Description Mihai Donțu 2016-10-16 05:11:52 UTC
Created attachment 241791 [details]
4.9-rc1 dmesg

I'm getting this with 4.9-rc1:

[    3.750587] ------------[ cut here ]------------
[    3.750592] WARNING: CPU: 0 PID: 4 at drivers/gpu/drm/i915/intel_dp.c:1062 intel_dp_aux_transfer+0x1ed/0x230
[    3.750593] WARN_ON(!msg->buffer != !msg->size)
[    3.750593] Modules linked in:
[    3.750595] CPU: 0 PID: 4 Comm: kworker/0:0 Not tainted 4.9.0-rc1 #3
[    3.750596] Hardware name: Dell Inc. Latitude E7440/07F3F4, BIOS A18 04/28/2016
[    3.750599] Workqueue: events i915_hotplug_work_func
[    3.750601]  ffffba1bc18cbb30 ffffffff935817ca ffffba1bc18cbb80 0000000000000000
[    3.750602]  ffffba1bc18cbb70 ffffffff9314f5bb 00000426c7852940 ffffba1bc18cbc58
[    3.750603]  ffff95a7cc3d40e0 0000000000000003 00000000fffffffb 0000000000000000
[    3.750612] Call Trace:
[    3.750615]  [<ffffffff935817ca>] dump_stack+0x4d/0x63
[    3.750616]  [<ffffffff9314f5bb>] __warn+0xcb/0xf0
[    3.750617]  [<ffffffff9314f63f>] warn_slowpath_fmt+0x5f/0x80
[    3.750619]  [<ffffffff9379a16e>] ? intel_dp_aux_transfer+0xde/0x230
[    3.750620]  [<ffffffff9379a27d>] intel_dp_aux_transfer+0x1ed/0x230
[    3.750622]  [<ffffffff936b2e12>] drm_dp_dpcd_access+0x72/0x110
[    3.750624]  [<ffffffff936b2ecb>] drm_dp_dpcd_write+0x1b/0x20
[    3.750625]  [<ffffffff937957fb>] intel_dp_start_link_train+0x2cb/0x4c0
[    3.750626]  [<ffffffff93796db9>] intel_dp_check_link_status+0xd9/0x110
[    3.750627]  [<ffffffff9379b5ab>] intel_dp_long_pulse+0x40b/0xb10
[    3.750628]  [<ffffffff9379bd55>] intel_dp_detect+0xa5/0xb0
[    3.750629]  [<ffffffff9378455e>] i915_hotplug_work_func+0x1de/0x2b0
[    3.750631]  [<ffffffff93168f65>] process_one_work+0x1e5/0x470
[    3.750632]  [<ffffffff93169238>] worker_thread+0x48/0x4e0
[    3.750633]  [<ffffffff931691f0>] ? process_one_work+0x470/0x470
[    3.750634]  [<ffffffff9316f009>] kthread+0xd9/0xf0
[    3.750635]  [<ffffffff9316ef30>] ? kthread_park+0x60/0x60
[    3.750637]  [<ffffffff93f177c2>] ret_from_fork+0x22/0x30
[    3.750638] ---[ end trace 5d7bcc76a447def3 ]---
[    3.751373] ------------[ cut here ]------------

There's a visual effect too (see screenshot).
Comment 1 Mihai Donțu 2016-10-16 05:13:02 UTC
Created attachment 241801 [details]
4.9-rc1 konsole screenshot
Comment 3 The Linux kernel's regression tracker (Thorsten Leemhuis) 2016-10-30 11:34:50 UTC
JFYI: I added this report to the list of regressions for Linux 4.9. I'll watch this thread for further updates on this issue to document progress in my weekly reports. Please let me know via regressions@leemhuis.info in case the discussion moves to a different place (bugzilla or another mail thread for example). tia!

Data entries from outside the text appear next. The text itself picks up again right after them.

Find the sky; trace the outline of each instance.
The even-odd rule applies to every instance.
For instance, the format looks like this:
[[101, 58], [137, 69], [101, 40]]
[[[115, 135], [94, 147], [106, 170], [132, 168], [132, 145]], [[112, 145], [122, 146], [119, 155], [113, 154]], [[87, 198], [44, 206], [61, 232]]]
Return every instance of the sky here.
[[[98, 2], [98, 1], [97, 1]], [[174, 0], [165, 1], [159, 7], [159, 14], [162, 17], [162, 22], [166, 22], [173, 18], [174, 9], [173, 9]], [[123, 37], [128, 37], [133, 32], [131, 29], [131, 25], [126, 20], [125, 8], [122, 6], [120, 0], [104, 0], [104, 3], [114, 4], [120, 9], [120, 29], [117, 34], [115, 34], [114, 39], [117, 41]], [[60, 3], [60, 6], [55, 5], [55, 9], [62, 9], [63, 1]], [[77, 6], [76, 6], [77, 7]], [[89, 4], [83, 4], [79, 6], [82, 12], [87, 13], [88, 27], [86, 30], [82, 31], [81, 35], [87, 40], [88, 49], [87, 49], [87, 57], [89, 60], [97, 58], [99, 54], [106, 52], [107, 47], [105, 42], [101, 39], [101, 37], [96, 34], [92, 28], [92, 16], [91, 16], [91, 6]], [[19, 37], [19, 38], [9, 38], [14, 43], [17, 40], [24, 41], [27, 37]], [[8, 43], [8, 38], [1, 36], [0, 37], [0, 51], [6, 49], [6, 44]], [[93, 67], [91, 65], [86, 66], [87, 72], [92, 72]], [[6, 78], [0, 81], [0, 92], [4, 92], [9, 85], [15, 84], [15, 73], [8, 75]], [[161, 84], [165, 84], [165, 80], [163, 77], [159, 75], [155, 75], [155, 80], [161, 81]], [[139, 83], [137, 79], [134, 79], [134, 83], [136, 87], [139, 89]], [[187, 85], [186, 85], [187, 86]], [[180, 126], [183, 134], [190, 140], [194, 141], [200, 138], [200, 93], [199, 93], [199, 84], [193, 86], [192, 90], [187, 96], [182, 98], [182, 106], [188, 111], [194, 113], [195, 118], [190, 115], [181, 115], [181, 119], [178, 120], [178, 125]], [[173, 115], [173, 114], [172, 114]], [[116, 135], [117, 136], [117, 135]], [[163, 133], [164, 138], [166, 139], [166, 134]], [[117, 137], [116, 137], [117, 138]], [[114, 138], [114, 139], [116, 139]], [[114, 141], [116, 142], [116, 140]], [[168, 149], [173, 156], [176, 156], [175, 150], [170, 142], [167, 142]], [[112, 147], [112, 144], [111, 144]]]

Jani: what's the status here: The patches in the linked bug report seem to be a few weeks old already and there doesn't seem to be any progress.

Ciao, Thorsten
Comment 4 Martin Steigerwald 2016-11-06 17:52:49 UTC

mentioned in the other bug report and the following LKML thread does not fix the issue for me:

Re: [REGRESSION] Linux 4.9-rc4: gfx glitches on Intel Sandybridge (was: Re: Linux 4.9-rc4)

Comment 5 Jani Nikula 2016-11-07 16:48:02 UTC
This bug conflates *two* issues: the WARNING in comment #0 and the display corruption in comment #1. They are most likely unrelated.

This bug is about the warning, per both the bug title and first description being solely about it. The warning is a dupe of https://bugs.freedesktop.org/show_bug.cgi?id=97344.

This bug is CLOSED MOVED. Track the warning at the fdo bug.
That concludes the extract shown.